Citation : 1991 Latest Caselaw 343 Del
Judgement Date : 25 April, 1991
JUDGMENT
B.N. Kirpal, J.
1. The challenge in this writ petition is essentially to the vires of section 115J of the Income-tax Act. Before dealing with the contentions raised, we would like to express our astonishment at the fact that it is a Government corporation which is seeking to challenge the validity of an Act passed at the instance of the Government. Be that as it may, it has been contended that section 115J is violative of articles 14 and 19 of the Constitution. The averments in this regard is extremely vague, to say the least. It has been stated that this section discriminates against limited companies while, in identical circumstances, other assesseds like partnerships and sole proprietorships are lift untouched by section 115J. No particulars have been given with regard to other categories of assesseds which have been left out. In order to make out a case under article 14, names of the other assesseds, their income and other particulars should have been given. Be that as it may, under the Income-tax Act, different types of assesseds are dealt with, under various provisions of the Act, differently. Companies are not similarly situate as partnerships and sole proprietorships, etc., and, therefore, the provision of article 14, in any case, does not come into play in the present circumstances.

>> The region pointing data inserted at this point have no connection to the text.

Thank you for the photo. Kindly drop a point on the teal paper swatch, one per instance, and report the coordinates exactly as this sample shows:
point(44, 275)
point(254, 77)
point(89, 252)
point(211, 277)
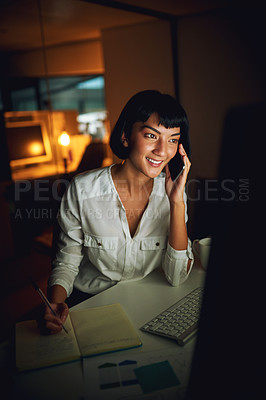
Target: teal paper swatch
point(156, 376)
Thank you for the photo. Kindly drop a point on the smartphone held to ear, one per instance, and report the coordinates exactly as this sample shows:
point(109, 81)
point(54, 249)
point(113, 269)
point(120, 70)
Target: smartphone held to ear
point(176, 166)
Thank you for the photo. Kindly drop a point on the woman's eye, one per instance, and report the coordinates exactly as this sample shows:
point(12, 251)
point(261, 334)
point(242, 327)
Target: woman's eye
point(175, 141)
point(150, 135)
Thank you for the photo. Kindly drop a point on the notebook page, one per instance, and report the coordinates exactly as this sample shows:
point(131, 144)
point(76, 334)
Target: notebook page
point(103, 329)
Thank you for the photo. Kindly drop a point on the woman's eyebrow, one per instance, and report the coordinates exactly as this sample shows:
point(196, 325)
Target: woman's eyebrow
point(155, 130)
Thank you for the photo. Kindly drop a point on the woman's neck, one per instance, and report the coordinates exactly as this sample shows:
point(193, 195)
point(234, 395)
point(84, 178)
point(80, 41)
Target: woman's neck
point(133, 182)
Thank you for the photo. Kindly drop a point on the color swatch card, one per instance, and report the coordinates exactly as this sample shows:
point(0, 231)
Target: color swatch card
point(154, 375)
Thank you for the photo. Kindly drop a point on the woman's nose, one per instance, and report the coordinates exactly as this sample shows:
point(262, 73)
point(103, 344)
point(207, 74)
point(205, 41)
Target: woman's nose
point(160, 148)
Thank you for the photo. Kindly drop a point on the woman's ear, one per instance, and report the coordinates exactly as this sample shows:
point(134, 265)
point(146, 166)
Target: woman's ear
point(124, 140)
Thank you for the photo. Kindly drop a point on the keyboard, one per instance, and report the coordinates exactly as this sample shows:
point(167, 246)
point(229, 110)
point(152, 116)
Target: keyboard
point(180, 321)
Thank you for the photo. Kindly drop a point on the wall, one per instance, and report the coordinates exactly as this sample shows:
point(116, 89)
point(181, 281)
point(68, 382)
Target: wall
point(136, 58)
point(76, 58)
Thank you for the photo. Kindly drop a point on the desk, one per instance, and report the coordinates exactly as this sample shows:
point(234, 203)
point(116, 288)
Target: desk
point(141, 300)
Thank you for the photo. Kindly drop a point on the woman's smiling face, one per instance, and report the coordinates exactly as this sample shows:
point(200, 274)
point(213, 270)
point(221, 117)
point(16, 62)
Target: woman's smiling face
point(151, 146)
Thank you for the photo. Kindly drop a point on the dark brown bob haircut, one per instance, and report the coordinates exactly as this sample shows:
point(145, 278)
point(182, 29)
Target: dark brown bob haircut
point(139, 108)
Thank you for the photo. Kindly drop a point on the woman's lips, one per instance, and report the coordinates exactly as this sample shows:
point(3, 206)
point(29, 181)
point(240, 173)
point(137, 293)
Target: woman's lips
point(154, 163)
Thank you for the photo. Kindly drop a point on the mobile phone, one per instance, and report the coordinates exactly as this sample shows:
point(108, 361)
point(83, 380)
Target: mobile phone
point(176, 166)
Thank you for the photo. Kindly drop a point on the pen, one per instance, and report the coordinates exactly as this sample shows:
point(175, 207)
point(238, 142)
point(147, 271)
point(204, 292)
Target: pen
point(36, 287)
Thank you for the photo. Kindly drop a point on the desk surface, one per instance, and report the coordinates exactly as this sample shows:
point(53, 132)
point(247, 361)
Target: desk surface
point(141, 300)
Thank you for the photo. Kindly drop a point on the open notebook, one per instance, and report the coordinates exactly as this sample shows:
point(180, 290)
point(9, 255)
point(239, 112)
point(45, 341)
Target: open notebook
point(90, 332)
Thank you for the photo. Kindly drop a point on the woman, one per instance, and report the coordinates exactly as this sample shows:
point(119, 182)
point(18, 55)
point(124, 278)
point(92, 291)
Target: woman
point(123, 221)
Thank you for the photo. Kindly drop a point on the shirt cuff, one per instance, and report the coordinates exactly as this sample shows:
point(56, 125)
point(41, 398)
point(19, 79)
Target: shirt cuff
point(180, 254)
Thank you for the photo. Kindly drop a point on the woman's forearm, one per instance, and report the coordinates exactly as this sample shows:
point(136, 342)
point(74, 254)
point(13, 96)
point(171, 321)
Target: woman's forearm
point(57, 294)
point(178, 231)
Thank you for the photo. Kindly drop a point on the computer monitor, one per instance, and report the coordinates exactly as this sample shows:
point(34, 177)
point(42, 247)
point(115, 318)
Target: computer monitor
point(229, 359)
point(28, 143)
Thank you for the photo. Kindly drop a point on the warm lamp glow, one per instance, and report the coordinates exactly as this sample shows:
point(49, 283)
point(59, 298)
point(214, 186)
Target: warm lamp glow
point(35, 148)
point(64, 139)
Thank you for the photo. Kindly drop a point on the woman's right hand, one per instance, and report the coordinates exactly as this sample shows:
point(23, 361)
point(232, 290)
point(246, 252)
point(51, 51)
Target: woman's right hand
point(53, 324)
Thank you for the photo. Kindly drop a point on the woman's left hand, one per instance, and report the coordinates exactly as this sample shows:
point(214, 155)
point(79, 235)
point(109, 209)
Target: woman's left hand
point(175, 190)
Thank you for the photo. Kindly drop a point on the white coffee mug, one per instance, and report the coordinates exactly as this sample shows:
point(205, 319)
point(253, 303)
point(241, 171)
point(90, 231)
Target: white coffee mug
point(202, 249)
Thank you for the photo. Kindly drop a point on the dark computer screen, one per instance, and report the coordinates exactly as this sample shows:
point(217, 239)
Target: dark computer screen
point(229, 359)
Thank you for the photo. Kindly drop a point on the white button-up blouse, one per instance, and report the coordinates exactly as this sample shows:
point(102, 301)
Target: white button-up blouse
point(95, 248)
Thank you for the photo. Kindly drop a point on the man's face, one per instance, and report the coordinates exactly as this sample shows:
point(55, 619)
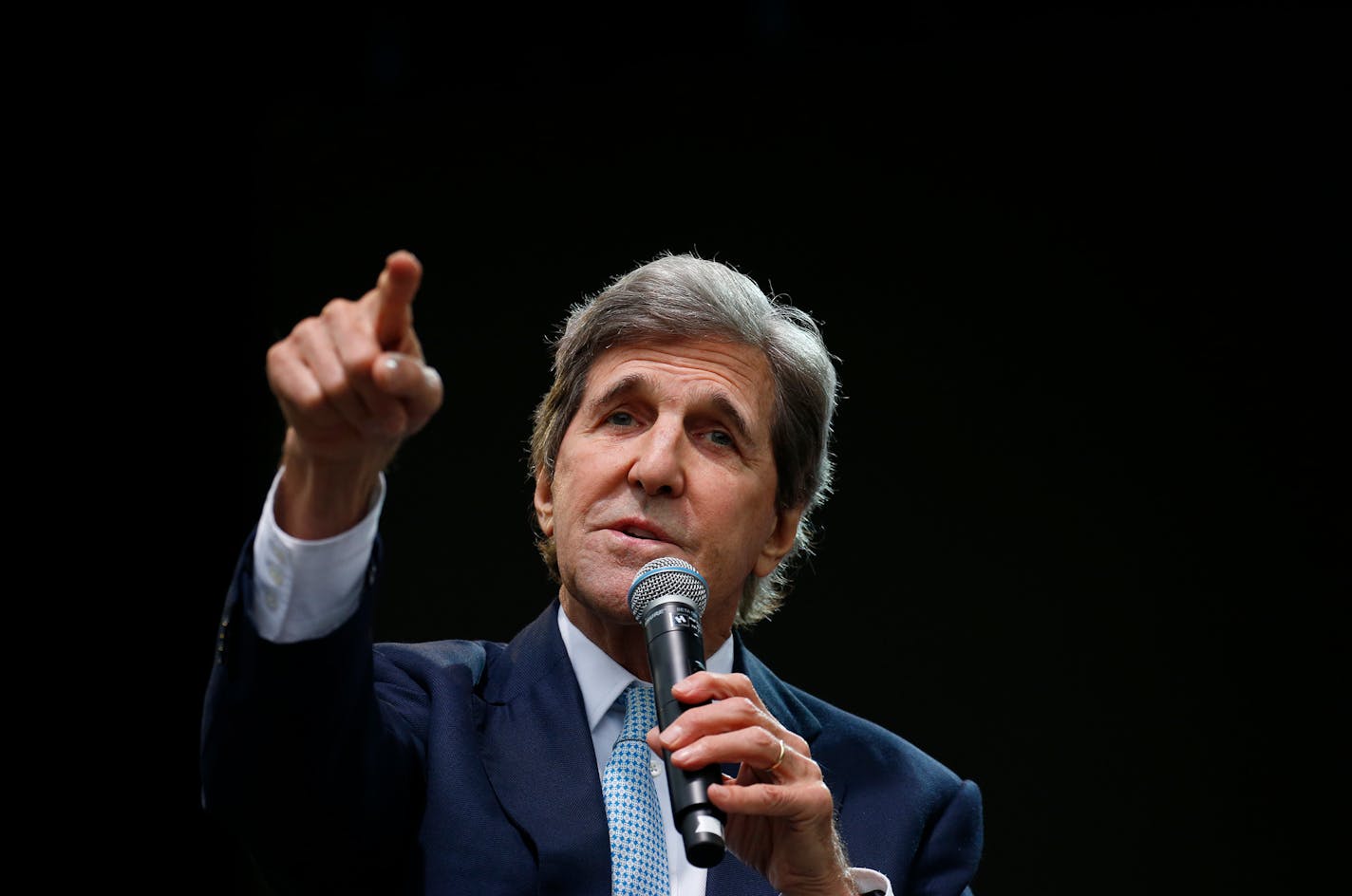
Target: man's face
point(668, 456)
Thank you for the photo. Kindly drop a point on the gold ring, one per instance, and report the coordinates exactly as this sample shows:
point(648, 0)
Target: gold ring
point(780, 756)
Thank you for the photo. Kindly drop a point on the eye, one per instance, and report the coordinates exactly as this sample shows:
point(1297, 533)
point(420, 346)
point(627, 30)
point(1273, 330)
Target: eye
point(721, 439)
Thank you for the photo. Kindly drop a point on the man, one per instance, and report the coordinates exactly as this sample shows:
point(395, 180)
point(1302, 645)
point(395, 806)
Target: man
point(689, 418)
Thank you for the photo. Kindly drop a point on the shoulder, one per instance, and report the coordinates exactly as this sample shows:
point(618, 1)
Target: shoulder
point(415, 663)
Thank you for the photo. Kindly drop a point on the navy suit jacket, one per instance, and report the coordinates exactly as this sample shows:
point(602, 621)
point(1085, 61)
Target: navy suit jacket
point(466, 767)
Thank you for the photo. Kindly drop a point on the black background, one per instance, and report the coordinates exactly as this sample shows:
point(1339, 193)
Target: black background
point(1083, 271)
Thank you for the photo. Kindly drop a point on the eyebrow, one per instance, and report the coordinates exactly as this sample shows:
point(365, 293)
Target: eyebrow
point(638, 383)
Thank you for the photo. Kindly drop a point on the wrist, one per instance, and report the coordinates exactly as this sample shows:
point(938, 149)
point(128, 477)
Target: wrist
point(319, 497)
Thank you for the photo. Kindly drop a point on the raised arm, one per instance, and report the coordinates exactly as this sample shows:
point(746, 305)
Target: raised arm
point(351, 385)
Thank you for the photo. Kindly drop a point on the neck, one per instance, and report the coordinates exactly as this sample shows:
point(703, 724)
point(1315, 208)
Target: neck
point(622, 638)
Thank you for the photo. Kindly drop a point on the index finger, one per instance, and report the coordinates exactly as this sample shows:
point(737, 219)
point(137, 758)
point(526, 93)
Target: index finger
point(392, 297)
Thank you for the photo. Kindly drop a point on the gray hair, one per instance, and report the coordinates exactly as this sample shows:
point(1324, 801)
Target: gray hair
point(685, 296)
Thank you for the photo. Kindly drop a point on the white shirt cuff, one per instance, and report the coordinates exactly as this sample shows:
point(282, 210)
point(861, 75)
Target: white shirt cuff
point(867, 880)
point(306, 589)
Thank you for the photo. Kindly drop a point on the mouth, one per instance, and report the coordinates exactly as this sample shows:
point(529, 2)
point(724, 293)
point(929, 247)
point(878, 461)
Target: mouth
point(640, 530)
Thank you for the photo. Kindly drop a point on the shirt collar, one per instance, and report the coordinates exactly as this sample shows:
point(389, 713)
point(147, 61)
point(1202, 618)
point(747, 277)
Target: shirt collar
point(603, 680)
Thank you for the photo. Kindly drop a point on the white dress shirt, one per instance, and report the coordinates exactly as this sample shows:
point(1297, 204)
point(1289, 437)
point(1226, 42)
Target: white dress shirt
point(331, 570)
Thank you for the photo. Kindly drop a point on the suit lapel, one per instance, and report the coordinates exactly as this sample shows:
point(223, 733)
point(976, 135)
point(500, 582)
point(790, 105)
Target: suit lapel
point(541, 761)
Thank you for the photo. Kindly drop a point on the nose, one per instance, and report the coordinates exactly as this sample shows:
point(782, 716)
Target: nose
point(659, 465)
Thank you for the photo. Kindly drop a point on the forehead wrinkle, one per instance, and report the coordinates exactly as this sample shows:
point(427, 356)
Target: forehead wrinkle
point(641, 383)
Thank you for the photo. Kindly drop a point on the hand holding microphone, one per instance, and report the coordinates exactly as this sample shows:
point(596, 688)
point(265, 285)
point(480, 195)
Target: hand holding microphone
point(668, 598)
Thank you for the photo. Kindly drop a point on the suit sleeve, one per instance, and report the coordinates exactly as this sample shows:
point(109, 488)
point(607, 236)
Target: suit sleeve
point(952, 847)
point(319, 780)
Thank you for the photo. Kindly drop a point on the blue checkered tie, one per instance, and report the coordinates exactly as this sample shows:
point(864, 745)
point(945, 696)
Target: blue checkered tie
point(637, 834)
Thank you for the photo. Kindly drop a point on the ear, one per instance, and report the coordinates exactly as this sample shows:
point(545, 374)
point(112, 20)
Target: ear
point(545, 501)
point(779, 542)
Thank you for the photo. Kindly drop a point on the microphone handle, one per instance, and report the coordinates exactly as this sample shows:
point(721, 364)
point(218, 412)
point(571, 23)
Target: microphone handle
point(676, 650)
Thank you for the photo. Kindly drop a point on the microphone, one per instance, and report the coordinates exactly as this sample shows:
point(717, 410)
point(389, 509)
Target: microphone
point(668, 598)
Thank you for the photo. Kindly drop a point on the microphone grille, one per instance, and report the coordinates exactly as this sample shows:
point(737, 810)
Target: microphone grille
point(667, 576)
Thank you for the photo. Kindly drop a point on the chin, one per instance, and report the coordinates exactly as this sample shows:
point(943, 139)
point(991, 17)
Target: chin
point(603, 588)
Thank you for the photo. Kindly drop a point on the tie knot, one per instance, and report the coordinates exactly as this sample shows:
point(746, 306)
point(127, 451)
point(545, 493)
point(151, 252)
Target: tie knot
point(640, 711)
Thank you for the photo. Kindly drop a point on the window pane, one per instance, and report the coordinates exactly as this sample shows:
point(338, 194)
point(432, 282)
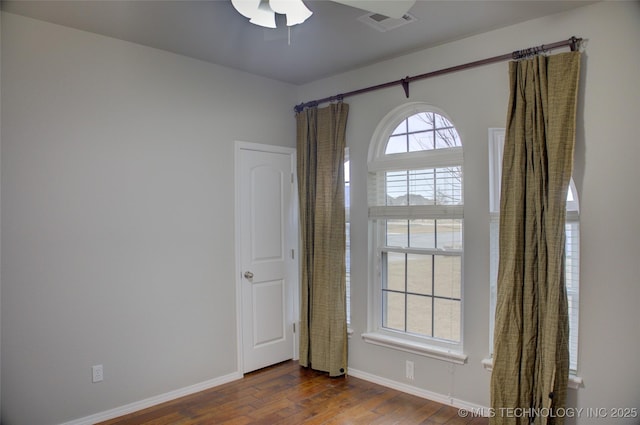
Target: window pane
point(396, 144)
point(449, 186)
point(447, 138)
point(420, 122)
point(396, 186)
point(442, 121)
point(419, 273)
point(446, 319)
point(397, 233)
point(421, 185)
point(401, 128)
point(422, 234)
point(393, 310)
point(419, 314)
point(449, 234)
point(447, 275)
point(395, 271)
point(421, 141)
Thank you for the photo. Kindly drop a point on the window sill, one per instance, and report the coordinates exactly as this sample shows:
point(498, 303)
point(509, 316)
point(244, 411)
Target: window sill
point(574, 383)
point(415, 348)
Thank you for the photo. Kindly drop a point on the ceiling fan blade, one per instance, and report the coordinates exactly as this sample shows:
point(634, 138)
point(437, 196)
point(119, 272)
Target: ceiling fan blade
point(391, 8)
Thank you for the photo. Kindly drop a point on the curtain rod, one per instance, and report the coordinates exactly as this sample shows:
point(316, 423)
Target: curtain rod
point(573, 42)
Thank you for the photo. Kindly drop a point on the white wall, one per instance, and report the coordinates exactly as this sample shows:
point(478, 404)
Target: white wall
point(606, 174)
point(117, 243)
point(117, 236)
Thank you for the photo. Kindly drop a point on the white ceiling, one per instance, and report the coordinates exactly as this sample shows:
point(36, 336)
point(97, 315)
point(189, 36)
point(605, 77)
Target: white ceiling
point(329, 42)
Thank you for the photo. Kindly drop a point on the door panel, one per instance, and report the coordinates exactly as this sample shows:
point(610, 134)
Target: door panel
point(266, 229)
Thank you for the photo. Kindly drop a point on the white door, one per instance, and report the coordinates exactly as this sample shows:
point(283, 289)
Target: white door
point(266, 233)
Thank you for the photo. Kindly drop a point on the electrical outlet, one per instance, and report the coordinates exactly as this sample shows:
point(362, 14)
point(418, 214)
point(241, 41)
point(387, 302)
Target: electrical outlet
point(97, 373)
point(409, 370)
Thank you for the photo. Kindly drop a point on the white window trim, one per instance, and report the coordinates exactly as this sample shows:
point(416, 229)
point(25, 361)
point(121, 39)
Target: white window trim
point(419, 348)
point(415, 344)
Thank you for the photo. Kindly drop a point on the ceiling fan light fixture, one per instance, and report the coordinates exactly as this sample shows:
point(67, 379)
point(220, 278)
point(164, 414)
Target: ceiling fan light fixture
point(262, 12)
point(264, 16)
point(295, 10)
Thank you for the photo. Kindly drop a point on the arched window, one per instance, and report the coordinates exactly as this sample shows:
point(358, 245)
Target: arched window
point(416, 217)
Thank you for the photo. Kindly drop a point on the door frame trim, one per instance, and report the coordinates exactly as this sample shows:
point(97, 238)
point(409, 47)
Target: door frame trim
point(294, 219)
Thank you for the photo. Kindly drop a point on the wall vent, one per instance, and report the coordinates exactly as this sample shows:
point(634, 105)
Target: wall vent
point(384, 23)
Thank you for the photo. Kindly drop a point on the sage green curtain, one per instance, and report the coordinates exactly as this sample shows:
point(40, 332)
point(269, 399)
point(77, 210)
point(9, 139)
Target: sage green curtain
point(320, 158)
point(531, 348)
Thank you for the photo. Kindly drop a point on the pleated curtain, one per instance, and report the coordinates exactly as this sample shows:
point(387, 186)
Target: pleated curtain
point(320, 168)
point(531, 336)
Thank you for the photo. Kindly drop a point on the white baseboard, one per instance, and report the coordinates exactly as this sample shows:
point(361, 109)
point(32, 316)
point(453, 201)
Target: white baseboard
point(152, 401)
point(409, 389)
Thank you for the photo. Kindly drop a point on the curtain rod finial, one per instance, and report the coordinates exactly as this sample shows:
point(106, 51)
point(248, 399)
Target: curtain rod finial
point(405, 86)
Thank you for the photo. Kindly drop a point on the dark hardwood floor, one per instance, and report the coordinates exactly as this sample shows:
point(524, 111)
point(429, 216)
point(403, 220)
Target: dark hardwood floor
point(289, 394)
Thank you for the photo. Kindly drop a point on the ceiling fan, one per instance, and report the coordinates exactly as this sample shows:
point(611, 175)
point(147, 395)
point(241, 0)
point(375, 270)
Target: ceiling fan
point(263, 12)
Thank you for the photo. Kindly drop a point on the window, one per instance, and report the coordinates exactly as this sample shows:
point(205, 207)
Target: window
point(416, 219)
point(572, 247)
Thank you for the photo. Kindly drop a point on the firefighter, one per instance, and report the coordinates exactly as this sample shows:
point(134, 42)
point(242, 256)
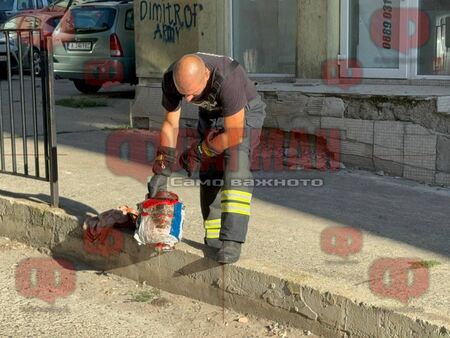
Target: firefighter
point(231, 115)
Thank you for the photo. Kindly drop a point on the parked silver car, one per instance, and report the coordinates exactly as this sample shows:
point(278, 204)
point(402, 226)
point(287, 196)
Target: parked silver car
point(9, 8)
point(94, 44)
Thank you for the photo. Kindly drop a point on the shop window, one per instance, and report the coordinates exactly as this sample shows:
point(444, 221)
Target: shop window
point(434, 49)
point(264, 35)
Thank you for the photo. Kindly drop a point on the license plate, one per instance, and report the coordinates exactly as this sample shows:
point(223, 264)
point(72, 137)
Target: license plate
point(79, 46)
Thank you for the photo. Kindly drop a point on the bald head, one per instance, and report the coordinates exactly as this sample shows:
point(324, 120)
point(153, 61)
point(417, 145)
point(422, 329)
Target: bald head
point(190, 75)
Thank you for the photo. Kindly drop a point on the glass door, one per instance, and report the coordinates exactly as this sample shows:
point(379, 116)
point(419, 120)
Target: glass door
point(374, 39)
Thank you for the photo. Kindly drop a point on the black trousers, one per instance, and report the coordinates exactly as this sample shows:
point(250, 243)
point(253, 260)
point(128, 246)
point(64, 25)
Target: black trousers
point(226, 180)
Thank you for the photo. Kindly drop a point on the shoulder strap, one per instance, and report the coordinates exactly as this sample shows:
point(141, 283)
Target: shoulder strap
point(219, 79)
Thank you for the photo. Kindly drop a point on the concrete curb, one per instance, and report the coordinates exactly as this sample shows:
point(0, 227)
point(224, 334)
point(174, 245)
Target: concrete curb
point(325, 307)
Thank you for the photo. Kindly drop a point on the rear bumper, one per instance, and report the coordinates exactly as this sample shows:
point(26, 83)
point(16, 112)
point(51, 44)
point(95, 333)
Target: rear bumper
point(96, 71)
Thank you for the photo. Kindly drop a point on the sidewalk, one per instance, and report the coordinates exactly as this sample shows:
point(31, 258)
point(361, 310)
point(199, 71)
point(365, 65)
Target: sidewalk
point(287, 238)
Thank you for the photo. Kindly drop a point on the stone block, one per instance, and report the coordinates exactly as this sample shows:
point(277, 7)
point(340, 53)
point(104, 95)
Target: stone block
point(443, 104)
point(332, 123)
point(389, 134)
point(388, 154)
point(328, 106)
point(357, 161)
point(419, 174)
point(308, 124)
point(300, 99)
point(390, 167)
point(359, 130)
point(443, 154)
point(415, 129)
point(356, 148)
point(420, 151)
point(289, 109)
point(443, 179)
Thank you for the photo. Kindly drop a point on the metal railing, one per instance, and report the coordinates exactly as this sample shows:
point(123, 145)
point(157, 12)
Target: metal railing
point(27, 107)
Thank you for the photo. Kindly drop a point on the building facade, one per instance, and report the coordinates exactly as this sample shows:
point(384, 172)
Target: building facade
point(314, 62)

2. It was then contended that the petitioner has to maintain its accounts according to the provisions of the Electricity Act and it is not possible for it to comply with the provisions of section 115J. We do not agree with this. Section 115J, as it stood in the year 1987-88, which is the only year applicable to the petitioner, does not make it mandatory for the accounts to be maintained under the provisions of the Companies Act. We see no difficulty in making adjustments in accounts wherever necessary for the purpose of complying with the provisions of section 115J.
3. This provision, namely, section 115J, was brought in the statute book in an effort to tax what is commonly known as "zero tax companies". These are companies which have, in fact, large profits in its books but, for the purpose of the Income-tax Act, by virtue of various deductions which have been claimed, very little taxable income is disclosed. It is an effort to bring such types of companies within the taxable net that section 115J was inserted by Parliament. We are unable to agree with learned counsel for the petitioner that this provision is violative of articles 14 and 19 of the Constitution.
4. With regard to the interpretation of section 115J and the manner of its application to the petitioner, we do not propose to go into this aspect because the petitioner has an alternative remedy open to it by way of an appeal, reference, etc. It is submitted that the Central Board of Direct Taxes has taken a decision and, therefore, the appeal would be futile. This decision has been taken not by the Central Board its own, but because the petitioner had made a representation to the Government against the applicability of section 115J and that representation ultimately went to the Board in its administrative capacity and the Board opined that depreciation has to be worked out in accordance with the provisions of section 115J. This opinion of the Board can, under no circumstances, be binding either on the Commissioner of Income-tax (Appeals) or on the Income-tax Appellate Tribunal, which are two appellate authorities or in any further reference to this court.
5. We find no substance in this petition. The petition is dismissed.